I have similar concerns regarding the ligand sets used to test Alphafold3. I’ve had a cursory look at them and it seemed to me there were a lot phosphate containing molecules, a fair few sugars, and also some biochemical co-factors. I haven’t done a detailed analysis, so some caveats. But if true, there are two points here. Firstly there will be a lot of excellent crystallographic training material available on these essentially biochemical entities, so AlphaFold3 is more likely to get these particular ones right. Secondly, these are not drug-like molecules and docking programs are generally parameterized to dock drug-like molecules correctly, so are likely to have a lower success rate on these structures than on drug-like molecules.
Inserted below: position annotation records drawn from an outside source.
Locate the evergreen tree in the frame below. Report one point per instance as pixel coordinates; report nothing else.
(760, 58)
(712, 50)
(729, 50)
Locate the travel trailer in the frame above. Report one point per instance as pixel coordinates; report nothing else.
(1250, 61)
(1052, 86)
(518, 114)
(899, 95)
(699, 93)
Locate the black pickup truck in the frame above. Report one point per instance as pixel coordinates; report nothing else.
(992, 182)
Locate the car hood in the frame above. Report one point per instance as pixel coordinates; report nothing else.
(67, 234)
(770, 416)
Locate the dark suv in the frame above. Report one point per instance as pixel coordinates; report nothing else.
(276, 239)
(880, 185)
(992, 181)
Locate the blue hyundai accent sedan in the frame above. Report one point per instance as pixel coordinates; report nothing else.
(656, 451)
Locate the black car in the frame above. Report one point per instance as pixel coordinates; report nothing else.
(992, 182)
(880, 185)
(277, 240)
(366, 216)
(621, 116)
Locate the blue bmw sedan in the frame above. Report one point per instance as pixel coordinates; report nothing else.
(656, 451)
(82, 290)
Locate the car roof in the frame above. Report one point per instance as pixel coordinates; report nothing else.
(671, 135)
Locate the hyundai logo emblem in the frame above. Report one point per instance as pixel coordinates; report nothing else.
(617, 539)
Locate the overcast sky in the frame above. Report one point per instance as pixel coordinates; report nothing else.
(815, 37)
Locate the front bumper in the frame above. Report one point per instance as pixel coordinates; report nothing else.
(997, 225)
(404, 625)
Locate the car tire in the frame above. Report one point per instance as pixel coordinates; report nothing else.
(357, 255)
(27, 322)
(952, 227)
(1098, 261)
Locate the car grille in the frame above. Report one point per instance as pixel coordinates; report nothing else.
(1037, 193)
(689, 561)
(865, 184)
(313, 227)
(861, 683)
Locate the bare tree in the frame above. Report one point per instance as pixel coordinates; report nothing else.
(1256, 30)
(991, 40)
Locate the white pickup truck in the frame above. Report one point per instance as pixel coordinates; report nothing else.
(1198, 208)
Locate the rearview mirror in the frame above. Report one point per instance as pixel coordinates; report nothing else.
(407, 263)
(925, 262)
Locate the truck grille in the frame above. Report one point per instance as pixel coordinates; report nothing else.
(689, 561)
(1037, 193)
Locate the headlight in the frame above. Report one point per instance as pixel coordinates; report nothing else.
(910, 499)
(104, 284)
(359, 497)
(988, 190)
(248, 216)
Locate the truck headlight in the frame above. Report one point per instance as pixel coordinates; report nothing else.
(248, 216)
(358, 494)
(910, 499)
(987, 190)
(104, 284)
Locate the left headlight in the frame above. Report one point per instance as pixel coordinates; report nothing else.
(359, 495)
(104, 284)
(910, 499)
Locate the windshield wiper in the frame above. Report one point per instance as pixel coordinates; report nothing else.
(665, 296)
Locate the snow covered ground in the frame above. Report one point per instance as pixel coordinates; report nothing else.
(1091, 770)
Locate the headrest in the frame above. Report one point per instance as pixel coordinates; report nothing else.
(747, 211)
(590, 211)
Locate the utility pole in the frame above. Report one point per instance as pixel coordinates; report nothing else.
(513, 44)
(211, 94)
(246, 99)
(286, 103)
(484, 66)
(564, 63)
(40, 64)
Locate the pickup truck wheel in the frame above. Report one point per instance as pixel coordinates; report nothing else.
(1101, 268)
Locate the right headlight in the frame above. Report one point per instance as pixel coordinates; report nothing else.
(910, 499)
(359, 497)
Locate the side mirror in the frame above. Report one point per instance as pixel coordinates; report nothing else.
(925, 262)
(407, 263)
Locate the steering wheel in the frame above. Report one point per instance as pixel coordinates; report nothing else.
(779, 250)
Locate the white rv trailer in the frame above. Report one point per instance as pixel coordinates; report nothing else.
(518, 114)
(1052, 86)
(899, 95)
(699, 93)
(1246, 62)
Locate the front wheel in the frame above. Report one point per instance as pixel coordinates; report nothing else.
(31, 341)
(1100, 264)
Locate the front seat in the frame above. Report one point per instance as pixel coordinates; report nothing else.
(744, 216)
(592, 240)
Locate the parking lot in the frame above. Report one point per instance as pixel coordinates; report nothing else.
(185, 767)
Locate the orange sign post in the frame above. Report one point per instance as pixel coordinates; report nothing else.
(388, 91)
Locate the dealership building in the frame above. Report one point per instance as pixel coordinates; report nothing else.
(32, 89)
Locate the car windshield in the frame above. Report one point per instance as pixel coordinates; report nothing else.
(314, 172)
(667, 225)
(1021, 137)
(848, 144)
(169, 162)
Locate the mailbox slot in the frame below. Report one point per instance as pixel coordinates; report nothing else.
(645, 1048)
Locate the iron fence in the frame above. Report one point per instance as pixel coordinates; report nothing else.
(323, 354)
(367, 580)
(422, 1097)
I think a more in-depth analysis of performance of AF3 on the validation data is required, as the OP suggests. The problem here is that biochemical chemical space, which is very well represented by experimental 3D structure, is much smaller than potential drug-like chemical space, which is poorly represented by experimental 3D structure comparatively speaking. So inevitably AF3 will often be operating beyond the zone of applicability, for any new drug series. There are ways of getting round this data restriction, including creating physics compliant hybrid models (and thereby avoiding clashing atoms). I’d be very surprised if such approaches are not currently being pursued.
There is an additional important point that needs to be made. Alphafold3 is using predominantly “positive” data. By this I mean the training data encapsulates considerable knowledge of favourable atom-atom or group-group interactions and relative propensities can be deduced. But “negative” data, in other words repulsive electrostatic or Van der Waals interactions, are only encoded by absence because these are naturally not often found in stable biochemical systems. There are no relative propensities available for these interactions. So AF3 can be expected to not perform as well when applied to real-world drug design problems where such interactions have to be taken into account and balanced against each other and against favourable interactions. Again, this issue can be mitigated by creating hybrid physics compliant models.
It is worth also noting that ligand docking is not generally considered a high accuracy technique and, these days is often used to 1st pass screen large molecular databases. The hits from docking are then further assessed using an accurate physics-based method such as Free Energy Perturbation.